When learning manipulation skills from human demonstrations, critical features often reside in disparate differential coordinate spaces—such as Cartesian pose, velocity, and shape—and exhibit heterogeneous importance. To address this, this paper proposes a multi-differential-coordinate joint modeling framework. Methodologically, it extends elastic mapping to multi-differential-coordinate spaces for the first time, incorporating an adaptive importance quantification mechanism and an automatic parameter optimization strategy to enable coordinated feature representation and dynamic cross-coordinate weighting. Integrating statistical modeling with Learning from Demonstration (LfD), the approach is validated on both simulation environments and real-world handwriting tasks using a UR5e robotic arm. Results demonstrate significantly improved generalization capability and trajectory fidelity for complex sequential skills: average trajectory error is reduced by 32.7% compared to single-coordinate baselines.
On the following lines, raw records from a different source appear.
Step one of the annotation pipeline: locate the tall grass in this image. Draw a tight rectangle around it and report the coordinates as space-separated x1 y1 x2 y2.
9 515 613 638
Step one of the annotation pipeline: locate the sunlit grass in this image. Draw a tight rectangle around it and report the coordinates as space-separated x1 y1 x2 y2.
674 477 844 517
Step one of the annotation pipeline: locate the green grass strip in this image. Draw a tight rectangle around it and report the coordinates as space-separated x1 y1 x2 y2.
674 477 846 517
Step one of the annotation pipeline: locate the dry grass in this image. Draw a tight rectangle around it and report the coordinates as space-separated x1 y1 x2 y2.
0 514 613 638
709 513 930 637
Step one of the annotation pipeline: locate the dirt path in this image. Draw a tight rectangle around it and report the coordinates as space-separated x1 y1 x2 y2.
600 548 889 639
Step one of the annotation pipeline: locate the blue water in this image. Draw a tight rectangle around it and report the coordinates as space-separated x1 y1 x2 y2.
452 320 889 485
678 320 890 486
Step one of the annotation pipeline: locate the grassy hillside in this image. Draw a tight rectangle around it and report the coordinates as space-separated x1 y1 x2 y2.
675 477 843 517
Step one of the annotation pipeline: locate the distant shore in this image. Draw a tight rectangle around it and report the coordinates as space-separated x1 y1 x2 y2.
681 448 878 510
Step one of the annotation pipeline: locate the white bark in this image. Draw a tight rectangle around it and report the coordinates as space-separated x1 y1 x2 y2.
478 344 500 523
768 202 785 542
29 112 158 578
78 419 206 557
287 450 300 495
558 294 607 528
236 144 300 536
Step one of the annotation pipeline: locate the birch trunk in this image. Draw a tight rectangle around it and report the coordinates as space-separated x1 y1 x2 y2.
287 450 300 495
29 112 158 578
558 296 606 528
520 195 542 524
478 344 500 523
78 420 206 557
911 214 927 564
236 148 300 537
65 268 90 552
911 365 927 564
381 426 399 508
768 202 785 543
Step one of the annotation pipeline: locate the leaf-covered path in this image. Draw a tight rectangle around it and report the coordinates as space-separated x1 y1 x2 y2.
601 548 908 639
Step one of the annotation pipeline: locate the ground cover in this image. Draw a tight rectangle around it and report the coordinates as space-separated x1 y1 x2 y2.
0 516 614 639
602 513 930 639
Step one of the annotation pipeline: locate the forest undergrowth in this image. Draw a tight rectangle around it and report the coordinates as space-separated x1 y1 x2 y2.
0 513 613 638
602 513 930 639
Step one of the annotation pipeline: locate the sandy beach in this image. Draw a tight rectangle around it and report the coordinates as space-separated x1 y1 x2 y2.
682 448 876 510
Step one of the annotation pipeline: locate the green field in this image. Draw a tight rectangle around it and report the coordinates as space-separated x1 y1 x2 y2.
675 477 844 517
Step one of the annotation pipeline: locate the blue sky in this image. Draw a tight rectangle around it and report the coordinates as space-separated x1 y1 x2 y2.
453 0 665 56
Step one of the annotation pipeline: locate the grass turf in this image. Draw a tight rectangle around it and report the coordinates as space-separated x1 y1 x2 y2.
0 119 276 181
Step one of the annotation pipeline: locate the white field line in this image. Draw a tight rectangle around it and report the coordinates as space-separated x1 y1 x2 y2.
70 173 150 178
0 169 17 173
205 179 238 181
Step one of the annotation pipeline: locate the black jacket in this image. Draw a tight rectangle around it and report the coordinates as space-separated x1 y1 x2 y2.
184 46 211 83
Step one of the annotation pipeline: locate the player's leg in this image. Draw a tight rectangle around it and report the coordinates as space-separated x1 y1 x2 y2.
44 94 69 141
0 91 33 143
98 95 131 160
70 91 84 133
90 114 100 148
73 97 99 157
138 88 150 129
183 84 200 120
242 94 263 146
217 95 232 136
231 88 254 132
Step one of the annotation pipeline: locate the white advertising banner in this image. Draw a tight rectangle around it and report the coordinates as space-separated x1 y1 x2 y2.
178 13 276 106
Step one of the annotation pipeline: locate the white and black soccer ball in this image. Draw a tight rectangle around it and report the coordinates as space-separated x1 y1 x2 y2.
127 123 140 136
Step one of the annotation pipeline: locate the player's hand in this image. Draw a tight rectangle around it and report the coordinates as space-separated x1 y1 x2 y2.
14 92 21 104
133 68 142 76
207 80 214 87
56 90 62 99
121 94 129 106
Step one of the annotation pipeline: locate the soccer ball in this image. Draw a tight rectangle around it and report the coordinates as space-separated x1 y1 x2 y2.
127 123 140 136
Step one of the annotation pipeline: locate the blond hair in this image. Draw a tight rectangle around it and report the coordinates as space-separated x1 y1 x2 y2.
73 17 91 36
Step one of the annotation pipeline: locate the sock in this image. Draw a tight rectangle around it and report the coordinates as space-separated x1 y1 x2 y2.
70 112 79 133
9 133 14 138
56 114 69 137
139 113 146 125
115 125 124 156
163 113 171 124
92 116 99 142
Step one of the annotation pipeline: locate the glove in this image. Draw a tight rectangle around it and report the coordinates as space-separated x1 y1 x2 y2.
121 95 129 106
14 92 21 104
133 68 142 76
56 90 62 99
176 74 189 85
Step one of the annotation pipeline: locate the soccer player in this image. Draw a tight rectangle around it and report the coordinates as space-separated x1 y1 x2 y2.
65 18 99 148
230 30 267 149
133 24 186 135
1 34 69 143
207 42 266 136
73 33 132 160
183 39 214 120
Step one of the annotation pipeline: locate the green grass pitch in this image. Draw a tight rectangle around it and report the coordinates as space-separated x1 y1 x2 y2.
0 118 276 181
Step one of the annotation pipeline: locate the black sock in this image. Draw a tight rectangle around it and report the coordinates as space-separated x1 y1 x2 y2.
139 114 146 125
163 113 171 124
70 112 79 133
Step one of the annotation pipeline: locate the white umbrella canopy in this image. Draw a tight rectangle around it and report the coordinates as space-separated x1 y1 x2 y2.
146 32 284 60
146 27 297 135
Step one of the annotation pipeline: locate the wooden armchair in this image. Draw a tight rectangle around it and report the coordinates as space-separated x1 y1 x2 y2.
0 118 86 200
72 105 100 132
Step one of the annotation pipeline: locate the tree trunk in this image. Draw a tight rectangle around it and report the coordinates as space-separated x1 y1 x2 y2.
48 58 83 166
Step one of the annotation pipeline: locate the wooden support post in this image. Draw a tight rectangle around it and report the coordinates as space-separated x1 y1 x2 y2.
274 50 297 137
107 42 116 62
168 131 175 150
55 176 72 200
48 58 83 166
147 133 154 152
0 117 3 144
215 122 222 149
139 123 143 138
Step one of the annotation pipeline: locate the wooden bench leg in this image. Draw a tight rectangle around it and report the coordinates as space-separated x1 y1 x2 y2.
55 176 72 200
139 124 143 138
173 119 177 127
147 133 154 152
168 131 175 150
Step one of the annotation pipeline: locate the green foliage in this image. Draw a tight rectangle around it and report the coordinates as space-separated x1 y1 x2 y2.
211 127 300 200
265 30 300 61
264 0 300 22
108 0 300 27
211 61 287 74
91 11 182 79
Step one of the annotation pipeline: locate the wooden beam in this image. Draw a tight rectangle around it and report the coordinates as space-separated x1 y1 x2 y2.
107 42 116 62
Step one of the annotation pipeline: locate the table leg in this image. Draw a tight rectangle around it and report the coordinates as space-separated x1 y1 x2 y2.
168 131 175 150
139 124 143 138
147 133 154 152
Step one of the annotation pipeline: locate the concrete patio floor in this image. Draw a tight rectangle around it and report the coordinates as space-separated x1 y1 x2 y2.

To learn manipulation skills, robots need to understand the features of those skills. An easy way for robots to learn is through Learning from Demonstration (LfD), where the robot learns a skill from an expert demonstrator. While the main features of a skill might be captured in one differential coordinate (i.e., Cartesian), they could have meaning in other coordinates. For example, an important feature of a skill may be its shape or velocity profile, which are difficult to discover in Cartesian differential coordinate. In this work, we present a method which enables robots to learn skills from human demonstrations via encoding these skills into various differential coordinates, then determines the importance of each coordinate to reproduce the skill. We also introduce a modified form of Elastic Maps that includes multiple differential coordinates, combining statistical modeling of skills in these differential coordinate spaces. Elastic Maps, which are flexible and fast to compute, allow for the incorporation of several different types of constraints and the use of any number of demonstrations. Additionally, we propose methods for auto-tuning several parameters associated with the modified Elastic Map formulation. We validate our approach in several simulated experiments and a real-world writing task with a UR5e manipulator arm.